In 26% of all cases, the recording function was not activated by the operator. Presumably, due to the stressful situation, the recording button was not pressed, was not held down long enough, or in some cases was pressed twice, so that recording immediately stopped again. Since the end of the study, the manufacturer (Karl Storz, Germany) has introduced an automatic recording function, which we recommend installing. Likewise, the technical problems reported as “screen failure” could be due to the automatic “power off” function in situations where the camera was started several minutes before the intubation procedure (to warm up the lens and avoid fogging). Therefore, we would recommend that the manufacturers either deactivate this function or prolong the latency of “auto power off” in combination with the use of VL.

Strengths and limitations

To our knowledge, this is the largest and first study analyzing video-recorded intubation procedures in a physician-staffed HEMS system [29, 30]. The strengths of our study are the out-of-hospital and real-life setting and the mixed expertise in airway management of the operators, reflecting the actual situation in large parts of European prehospital emergency medicine. Intubation success and time to intubation were assessed objectively by independent researchers evaluating the recorded videos. The use of the videolaryngoscope was mandatory for all intubations by the HEMS crews of Swiss Air Ambulance during the study period. Due to the central registry of all medical operation records, we were able to identify all patients who were intubated by the HEMS crews. However, in 26% of the cases the video recording was not started correctly or was stopped too early due to operating errors, so that the complete airway management process was not recorded. These cases could not be included in the analysis of time needed for intubation, and data on number of intubation attempts had to be taken from the questionnaire.

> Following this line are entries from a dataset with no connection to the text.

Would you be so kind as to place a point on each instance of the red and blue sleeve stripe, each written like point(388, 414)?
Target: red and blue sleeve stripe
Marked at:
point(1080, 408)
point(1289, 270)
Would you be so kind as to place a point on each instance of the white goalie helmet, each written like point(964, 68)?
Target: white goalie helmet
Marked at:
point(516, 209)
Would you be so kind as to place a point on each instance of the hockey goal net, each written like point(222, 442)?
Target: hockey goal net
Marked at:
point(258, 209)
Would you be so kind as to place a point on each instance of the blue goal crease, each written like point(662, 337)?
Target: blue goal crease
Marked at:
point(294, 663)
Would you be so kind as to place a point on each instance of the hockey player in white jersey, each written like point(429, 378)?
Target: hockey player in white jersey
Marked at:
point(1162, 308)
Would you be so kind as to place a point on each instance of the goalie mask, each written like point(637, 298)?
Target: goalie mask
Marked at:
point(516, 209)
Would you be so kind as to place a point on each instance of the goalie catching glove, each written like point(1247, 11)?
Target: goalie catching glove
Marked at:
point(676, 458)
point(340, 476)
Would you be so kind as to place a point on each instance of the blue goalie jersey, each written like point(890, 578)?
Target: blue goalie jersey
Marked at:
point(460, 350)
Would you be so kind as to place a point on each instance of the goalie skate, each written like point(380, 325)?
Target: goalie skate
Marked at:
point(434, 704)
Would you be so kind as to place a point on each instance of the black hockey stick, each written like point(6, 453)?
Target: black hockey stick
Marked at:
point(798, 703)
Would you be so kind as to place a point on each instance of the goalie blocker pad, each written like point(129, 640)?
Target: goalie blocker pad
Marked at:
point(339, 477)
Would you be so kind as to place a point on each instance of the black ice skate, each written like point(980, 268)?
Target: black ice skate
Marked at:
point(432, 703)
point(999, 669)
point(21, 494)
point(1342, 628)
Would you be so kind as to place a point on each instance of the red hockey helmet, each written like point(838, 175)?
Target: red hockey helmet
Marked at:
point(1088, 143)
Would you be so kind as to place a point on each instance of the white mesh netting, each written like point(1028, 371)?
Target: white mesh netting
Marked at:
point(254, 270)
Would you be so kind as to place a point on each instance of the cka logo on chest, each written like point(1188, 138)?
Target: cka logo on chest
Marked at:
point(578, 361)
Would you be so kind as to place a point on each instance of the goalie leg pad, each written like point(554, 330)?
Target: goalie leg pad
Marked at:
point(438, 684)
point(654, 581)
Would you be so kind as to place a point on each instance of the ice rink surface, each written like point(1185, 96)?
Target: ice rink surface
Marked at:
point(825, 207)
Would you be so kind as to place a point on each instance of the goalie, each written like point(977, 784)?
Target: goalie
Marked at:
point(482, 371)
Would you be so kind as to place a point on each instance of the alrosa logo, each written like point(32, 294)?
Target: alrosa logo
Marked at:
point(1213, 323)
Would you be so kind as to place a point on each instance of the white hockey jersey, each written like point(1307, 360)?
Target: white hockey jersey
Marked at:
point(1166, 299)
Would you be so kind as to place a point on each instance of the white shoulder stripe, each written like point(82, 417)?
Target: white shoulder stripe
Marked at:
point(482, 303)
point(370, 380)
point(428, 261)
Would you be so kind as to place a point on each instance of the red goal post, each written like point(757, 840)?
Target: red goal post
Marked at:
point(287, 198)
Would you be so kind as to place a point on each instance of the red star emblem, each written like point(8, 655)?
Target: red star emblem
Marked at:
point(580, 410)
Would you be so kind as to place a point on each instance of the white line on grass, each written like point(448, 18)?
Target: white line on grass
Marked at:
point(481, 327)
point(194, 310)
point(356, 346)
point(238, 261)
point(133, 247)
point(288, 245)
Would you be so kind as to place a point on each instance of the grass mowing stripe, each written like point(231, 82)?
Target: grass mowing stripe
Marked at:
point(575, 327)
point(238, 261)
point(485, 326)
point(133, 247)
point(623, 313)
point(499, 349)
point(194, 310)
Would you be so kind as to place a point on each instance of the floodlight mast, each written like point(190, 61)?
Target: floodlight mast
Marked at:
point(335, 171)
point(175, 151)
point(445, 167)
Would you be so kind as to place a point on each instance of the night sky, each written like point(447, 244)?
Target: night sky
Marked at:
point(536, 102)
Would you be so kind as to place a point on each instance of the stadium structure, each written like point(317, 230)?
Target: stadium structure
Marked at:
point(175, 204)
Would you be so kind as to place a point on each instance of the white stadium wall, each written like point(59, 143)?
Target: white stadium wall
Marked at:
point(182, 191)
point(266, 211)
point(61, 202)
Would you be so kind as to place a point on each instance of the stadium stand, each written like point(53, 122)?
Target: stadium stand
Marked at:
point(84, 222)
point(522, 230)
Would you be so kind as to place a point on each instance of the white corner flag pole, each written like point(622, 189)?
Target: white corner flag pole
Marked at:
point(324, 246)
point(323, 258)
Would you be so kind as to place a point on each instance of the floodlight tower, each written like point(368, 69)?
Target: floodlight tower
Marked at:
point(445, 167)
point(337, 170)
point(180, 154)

Tracheal intubation using the C-MAC video laryngoscope with Macintosh blade showed high FPS and overall rates of intubation success and seems to be beneficial in a group of providers with very variable expertise in airway management. The possibility to change to DL with the same device is desirable with regard to special conditions in prehospital emergency medicine. Analyzing videorecorded emergency intubation may be beneficial for education and further quality improvement.